Concernant l’identification des nerfs dans l’image échographique, la différenciation des nerfs parmi les autres tissus n’est pas toujours aisée dans les images échographiques. Le but est de concevoir une méthode capable de détecter automatiquement le nerf visé. Les images échographiques font partie des images les plus difficiles pour appliquer des techniques de segmentation et faire ainsi un repérage informatique du nerf dans l’image. Il n’y a aucun travail significatif pour la détection automatique de nerf basée sur l’analyse d’images échographiques. L’idée est d’utiliser la « vérité terrain » des experts humains pour établir un modèle fiable qui caractérisent les tissus nerveux et ainsi rétrécir l’espace de recherche pour rendre la segmentation informatique plus précise (figure ci-dessous).
Cette procédure de détection est appliquée pendant l’étape préliminaire de la recherche du nerf par l’anesthésiste en utilisant la sonde fixée au bras robotique passif. Après cette étape, l’anesthésiste peut activer le mode asservissement du bras robotique pour maintenir de façon permanente la visualisation du nerf dans le champ des ultrasons.
Visualiser en permanence le nerf cible.
Pour aider l’expert, la commande automatique de mouvement d’une sonde robotisée par asservissement visuel des images échographiques est prévue afin qu’il puisse se concentrer sur le geste d’insertion d’aiguille. Le but de la tâche robotique est d’adapter sans interruption la position de la sonde pour maintenir l’aiguille alignée dans le plan des ultrasons tout en gardant une vision permanente du nerf. Les trajectoires proposées doivent être conformes aux capacités de mouvement de l’aiguille et éviter les obstacles détectés dans l’image échographique. Les trajectoires produites sont montrées en image pour aider l’anesthésiste à visualiser celle qui lui est proposée. Cette approche doit fournir une technique plus sûre en réduisant potentiellement certaines complications ( injection intraneurale ou intravasculaire).

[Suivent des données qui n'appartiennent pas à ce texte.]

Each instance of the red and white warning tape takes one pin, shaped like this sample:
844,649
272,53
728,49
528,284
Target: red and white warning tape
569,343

De nouvelles techniques d’asservissement visuel utilisant une sonde échographique ont été déjà développées pour dépister automatiquement une région cible dans l’image. La synchronisation automatique du mouvement de la sonde en ce qui concerne le déplacement d’une cible anatomique interne a été validée dans des expériences communes conduites sur fantôme anatomique. Le projet s’appuie sur des plateformes technologique et médicale nationales : EQUIPEX ROBOTEX, IBISA-INSERM.

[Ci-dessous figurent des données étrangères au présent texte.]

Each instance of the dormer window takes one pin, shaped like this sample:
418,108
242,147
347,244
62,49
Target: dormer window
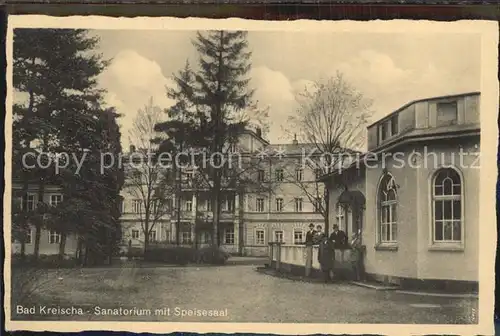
447,113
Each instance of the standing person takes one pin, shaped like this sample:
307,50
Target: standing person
310,235
339,239
326,257
319,234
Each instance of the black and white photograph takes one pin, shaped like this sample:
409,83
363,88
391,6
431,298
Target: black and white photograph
319,176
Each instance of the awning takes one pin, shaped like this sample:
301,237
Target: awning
354,198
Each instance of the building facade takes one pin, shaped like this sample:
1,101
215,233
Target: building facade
49,239
414,196
282,198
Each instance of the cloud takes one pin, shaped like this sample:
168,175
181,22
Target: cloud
275,91
130,80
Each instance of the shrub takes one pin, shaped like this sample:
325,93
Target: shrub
169,254
182,255
47,261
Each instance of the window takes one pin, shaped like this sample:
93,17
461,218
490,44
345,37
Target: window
55,199
136,206
205,237
54,237
136,175
388,128
318,204
299,174
279,205
340,215
188,205
152,235
259,237
155,206
298,205
229,236
278,236
298,237
387,210
185,237
394,125
260,205
383,131
261,175
228,205
447,113
168,236
28,239
279,175
28,202
447,204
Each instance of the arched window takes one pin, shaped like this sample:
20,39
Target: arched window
447,204
387,216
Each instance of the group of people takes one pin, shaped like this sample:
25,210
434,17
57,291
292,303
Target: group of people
327,246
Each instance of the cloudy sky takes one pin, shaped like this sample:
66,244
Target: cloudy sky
392,69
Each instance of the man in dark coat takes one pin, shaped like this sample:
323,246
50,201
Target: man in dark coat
319,235
339,238
310,235
326,257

En conclusion, l’objectif du projet SAILOR est de développer une plateforme interactive permettant aux anesthésistes de détecter automatiquement le nerf dans une image échographique, de proposer une trajectoire précise de l’insertion de l’aiguille au plus près de la région du nerf sélectionné en utilisant un robot support de sonde d’ultrasons, avec asservissement visuel échographique par rapport à l’aiguille. Par conséquent, l’expert est en temps réel dans un champ d’ultrasons stable comprenant l’aiguille et le nerf cible visualisés en permanence de manière automatisée, ce qui permet au praticien de mieux se concentrer sur la seule manipulation de l’aiguille pendant toute la durée de l’acte.
*Clinique Médipole Garonne, Toulouse.
**HP Galien, Quincy-sous-Sénart.
Participent à ce projet : PRISME (UPRES EA 4229), université d’Orléans ; PPRIME (UPR - CNRS 3346), université de Poitiers ; INRIA Bretagne Atlantique ; ADECHOTECH ; CRDT-Cnam ; Établissements de soins : HP Claude Galien, MÉDIPOLE, INRA (plateforme IBISA-INSERM).